Popular Post

Friday, October 21, 2011

Kearifan emas

Seorang pemuda mendatangi gurunya dan bertanya, "Guru, saya tak mengerti mengapa orang seperti anda mesti berpakaian apa adanya, amat sangat sederhana. Bukankah di masa seperti ini berpakaian sebaik-baiknya amat diperlukan, bukan hanya untuk penampilan melainkan juga untuk banyak tujuan lain ?"

Sang guru hanya tersenyum. Ia lalu melepaskan cincin dari salah 1 jarinya lalu berkata, "Muridku, akan kujawab pertanyaanmu, tetapi terlebih dahulu lakukan 1 hal untukku. Ambilah cincin ini dan bawalah ke pasar di seberang sana. Bisakah kamu menjualnya seharga 1 keping emas?" Melihat cincin Gurunya yang kotor, pemuda tadi merasa ragu. "Satu keping emas? Saya tidak yakin cincin ini bisa di jual seharga itu." Cobalah dulu, Muridku, siapa tahu kamu berhasil.
Pemuda itu pun bergegas ke pasar. Ia menawarkan cincin itu kpd pedagang kain, pedagang sayur, penjual daging, serta kepada yang lainnya. Ternyata tak seorang pun berani membeli seharga 1 keping emas. Mereka menawarnya hanya 1 keping perak. Pemuda itu tak berani menjualnya dengan harga 1 keping perak. Ia kembali ke Gurunya dan melapor, "Guru, tak seorang pun berani menawar lebih dari 1 keping perak". Gurunya tersenyum arif dan berkata,"Sekarang pergilah kamu ke toko emas di belakang jalan ini. Coba perlihatkan kepada pemilik toko emas di sana. Jangan buka harga, dengarkan saja bagaimana ia memberi penilaian".

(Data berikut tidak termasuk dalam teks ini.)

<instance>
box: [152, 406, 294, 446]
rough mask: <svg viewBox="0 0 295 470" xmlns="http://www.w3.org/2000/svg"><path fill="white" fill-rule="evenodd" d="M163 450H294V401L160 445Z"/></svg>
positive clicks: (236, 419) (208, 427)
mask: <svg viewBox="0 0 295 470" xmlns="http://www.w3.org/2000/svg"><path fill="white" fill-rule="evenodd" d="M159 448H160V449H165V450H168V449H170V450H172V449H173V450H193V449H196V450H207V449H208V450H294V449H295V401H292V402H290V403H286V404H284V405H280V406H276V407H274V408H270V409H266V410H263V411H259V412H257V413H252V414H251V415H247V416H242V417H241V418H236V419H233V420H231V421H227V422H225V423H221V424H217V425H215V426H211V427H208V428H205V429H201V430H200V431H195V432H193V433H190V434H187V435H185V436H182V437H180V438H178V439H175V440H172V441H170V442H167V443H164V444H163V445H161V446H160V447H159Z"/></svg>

Pemuda itu bergegas pergi ke toko emas yang di maksud. Ia kembali kepada gurunya dengan raut wajah yang lain, "Guru, ternyata para pedagang di pasar tidak tahu nilai sesungguhnya dari cincin ini. Pedagang emas menawarnya dengan harga 1000 keping emas, nilai cincin ini 1000 kali lebih tinggi daripada yang di tawar oleh para pedagang di pasar". Gurunya tersenyum simpul sambil berujar lirih, "Itulah jawaban atas pertanyaanmu tadi." Seseorang tak bisa di nilai dari pakaiannya.

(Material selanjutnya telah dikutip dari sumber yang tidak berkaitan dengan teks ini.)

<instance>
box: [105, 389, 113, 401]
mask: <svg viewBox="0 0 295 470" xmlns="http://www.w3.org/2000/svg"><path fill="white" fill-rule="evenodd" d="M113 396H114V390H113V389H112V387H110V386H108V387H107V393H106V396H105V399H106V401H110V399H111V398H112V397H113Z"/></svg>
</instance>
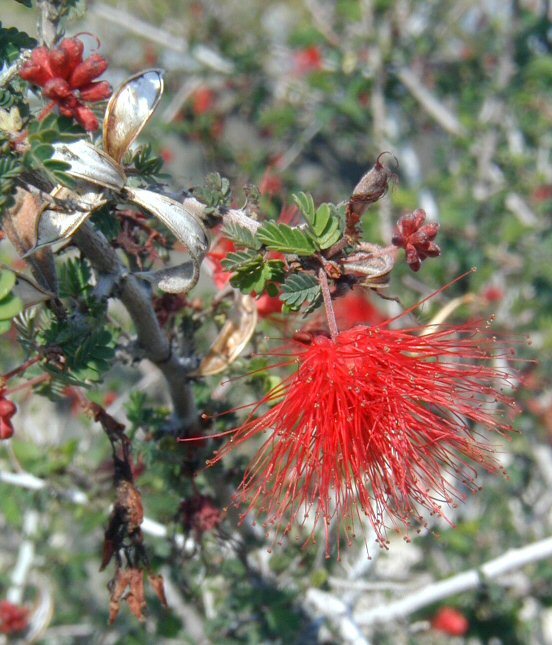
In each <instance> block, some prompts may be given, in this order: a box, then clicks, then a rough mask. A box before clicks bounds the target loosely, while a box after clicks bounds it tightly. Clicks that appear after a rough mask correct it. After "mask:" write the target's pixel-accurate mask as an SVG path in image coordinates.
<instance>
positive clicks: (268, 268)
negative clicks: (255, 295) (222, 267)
mask: <svg viewBox="0 0 552 645" xmlns="http://www.w3.org/2000/svg"><path fill="white" fill-rule="evenodd" d="M222 266H223V267H224V268H225V269H226V270H227V271H234V272H235V273H234V275H233V276H232V278H231V280H230V283H231V284H232V286H233V287H235V288H236V289H240V291H242V292H243V293H256V294H257V295H261V294H262V293H264V292H265V291H266V290H269V292H270V291H272V292H273V290H271V289H270V288H269V285H270V284H271V283H274V282H282V281H283V279H284V275H285V272H284V263H283V262H281V261H280V260H266V259H265V258H264V257H263V256H262V255H260V254H259V253H256V252H255V251H253V250H248V251H238V252H235V253H229V254H228V256H227V257H226V259H224V260H223V261H222Z"/></svg>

"Emas dan permata yang ada dalam diri seseorang, hanya bisa di lihat dan di nilai jika kita mampu melihat ke kedalaman jiwa. Diperlukan kearifan untuk melihatnya. Dan itu butuh proses, kita tak bisa menilainya hanya dengan tutur kata dan sikap yang kita dengar dan lihat sekilas. Seringkali yang di sangka emas ternyata loyang dan yangg kita lihat sebagai loyang ternyata emas".